Perdendo um olhar, ganhando outro

óculosCada um tem lá seu próprio olhar. Mais do que apenas com os olhos, o ser humano é capaz de olhar com a alma, com seus referenciais e história pessoal. É como se, além de olharmos as coisas de algum lugar, olhássemos também de um tempo, de uma experiência anterior. Uma criança, cujos encantos e beleza se admira, certamente admiramo-los a partir de referenciais anteriores de encantamento e beleza. Na verdade, o olhar de tal forma nos domina que maravilhas e milagres existem porque os olhos se espantam diante deles. Mirar é espantar; admirar é olhar com quase veneração: maravilha é mirabilia; milagre, miraculum.

Ora, não sei, ainda, definir a estranha sensação, que me acompanha, de ganhar e perder. Trata-se dos olhos, dos meus, através dos quais vejo a luz e pelos quais ela me invade. E são, também, os mesmos olhos descortinando horrores de realidades tão diversas de maravilhas e milagres. Devem ser castigos e privilégios, pois o homem existe para ver tudo e de tudo participar. Fazer a escolha, ter a sabedoria de discernir, eis toda a razão da vida.

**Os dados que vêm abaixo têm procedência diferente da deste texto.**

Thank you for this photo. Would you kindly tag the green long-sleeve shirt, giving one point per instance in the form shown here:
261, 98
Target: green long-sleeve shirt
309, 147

Há quem tenha olhos de ver a árvore e não enxergar a floresta. Outros olham floresta e árvore, nada veem e nada enxergam. E há quem veja a floresta sem enxergar a árvore. Olhos há que olham com a imaginação. E é disso que não sei se me alegro, se me lamento, pois me vejo, de repente, como que na caverna de Platão mas em mão inversa: das imagens, antes, eu criava sombras. Agora, as imagens estão claras. E a magia parece ter-se ido.

Estou dizendo de uma cirurgia de catarata. Não sabia, eu, estar doente dos olhos, ainda que, ao contrário de Caieiro, eu não tivesse o olhar nítido como um girassol. Numa consulta de rotina, o oftalmologista amigo sentenciou: “Cirurgia e rápida.” E garantiu-me que eu enxergaria bem melhor, a miopia reduzindo-se quase a zero, melhor qualidade de vida. E foi como ele me disse. É outra a nitidez dos objetos, das coisas, das pessoas, da paisagem. Eles são como são, conforme meus novos olhos, conforme o lugar de onde os vejo. No entanto, não mais são como eu os queria ver ou como os inventava.

Explico-me. De pequenino e deitado numa rede, fiquei horas olhando o cortejo de formiguinhas. E inventei que eu era deus para elas, que dependiam de minha vontade para ir e voltar, até mesmo para viver. Acho que, naquela tarde, foi-me plantada, na alma, a semente do ficcionista. E a miopia, também precoce, ajudou ainda mais. Aprendi a ver as coisas através dos óculos e, também, apenas com olhos míopes. Mil vezes, sentado no banco do meu jardim ou sob o caramanchão, vi o céu com ou sem nuvens, com ou sem estrelas. De óculos, eu os via como me pareciam ser. Mas, querendo enxergar o que não era visível, eu tirava os óculos e via objetos embaçados, sem contornos. Nuvens não eram nuvens, nem o céu era céu. Eram o que eu inventava ou enxergava por força dos meus altos graus de miopia.

Com óculos, eu via. Sem óculos, inventava. E me sentia um pouquinho deus ou, então, apenas um contador de histórias. Com os olhos míopes, uma nuvem eu a transformava em bruxa cavalgando vassoura ou em fada deslizando no espaço com véus transparentes. Passarinhos, esses eu os via como anjos voando, alguns deles descendo em meu jardim para namorar flores ou bebericar da água na bacia de barro. Nuvens pesadas tornavam-se tapetes persas alados carregando bandos de guerreiros hostis. E raios e relâmpagos, em noites de chuva, eu historiava como rusgas entre deuses e deusas. Certa vez, uma estrelinha cadente eu acreditei fosse a fada Sininho caindo-me no quintal.

Feita a cirurgia de catarata, enxergo ladrilhos, azulejos, a torneira, o simples vapor e tudo o que vejo me faz pensar em ciência e em tecnologia. A magia do meu olhar de míope acabou. Vejo as coisas como são e muitas parecem sem encanto. Agora, será sonhar, inventar, ver com olhos fechados. Dizem que isso é ver com a alma. Ainda não sei.

Fico com receio de ter perdido a magia de um olhar. Mas sinto que, se for sábio, conseguirei ver além das coisas, o interior delas, talvez a mirabilia e o miraculum de um sorriso, de uma lágrima, de uma ruga, de um outro olhar. Talvez, então, eu olhe, veja e enxergue como Caieiro, e me sinta “nascido a cada momento para a eterna novidade do Mundo.”